Rotary table (drilling rig)
|This article does not cite any references or sources. (April 2012)|
A rotary table is a mechanical device on a drilling rig that provides clockwise (as viewed from above) rotational force to the drill string to facilitate the process of drilling a borehole. Rotary speed is the number of times the rotary table makes one full revolution in one minute (rpm).

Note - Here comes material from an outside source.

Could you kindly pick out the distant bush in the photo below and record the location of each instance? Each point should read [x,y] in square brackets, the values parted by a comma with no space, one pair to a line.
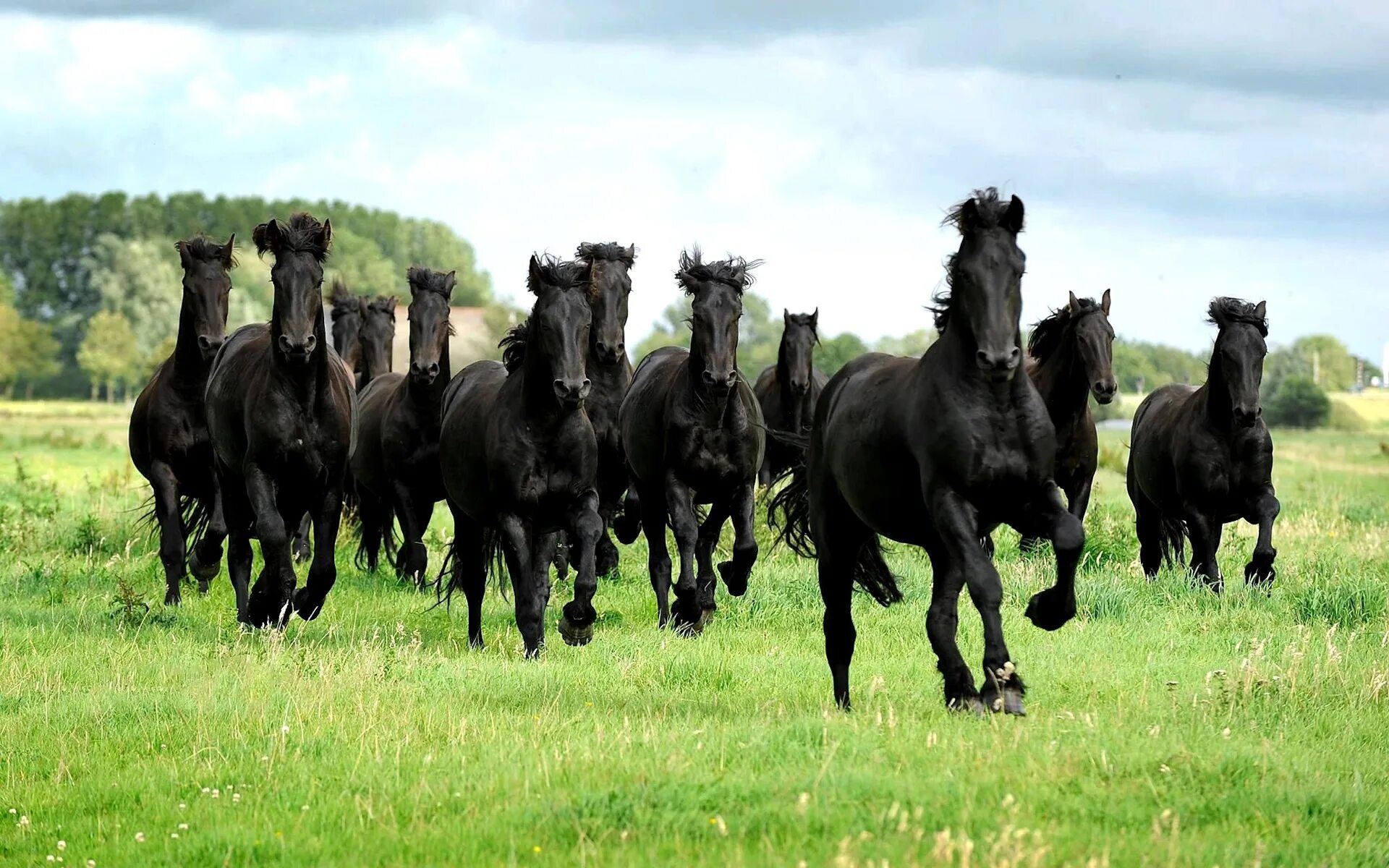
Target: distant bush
[1343,417]
[1298,403]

Most rotary tables are chain driven. These chains resemble very large bicycle chains. The chains require constant oiling to prevent burning and seizing. Virtually all rotary tables are equipped with a rotary lock'. Engaging the lock can either prevent the rotary from turning in one particular direction, or from turning at all. This is commonly used by crews in lieu of using a second pair of tongs to makeup or break out pipe. The rotary bushings are located at the center of the rotary table. These can generally be removed in two separate pieces to facilitate large items, i.e. drill bits, to pass through the rotary table. The large gap in the center of the rotary bushings is referred to as the "bowl" due to its appearance. The bowl is where the slips are set to hold up the drill string during connections and pipe trips as well as the point the drill string passes through the floor into the wellbore. The rotary bushings connect to the kelly bushings to actually induce the spin required for drilling.
Most recently manufactured rigs no longer feature rotary drives. These newer rigs have opted for top drive technology. In top drive, the drill string is turned by mechanisms located in the top drive that is attached to the blocks. There is no need for the swivel because the top drive does all the necessary actions. The top drive does not eliminate the kelly bar and the kelly bushings.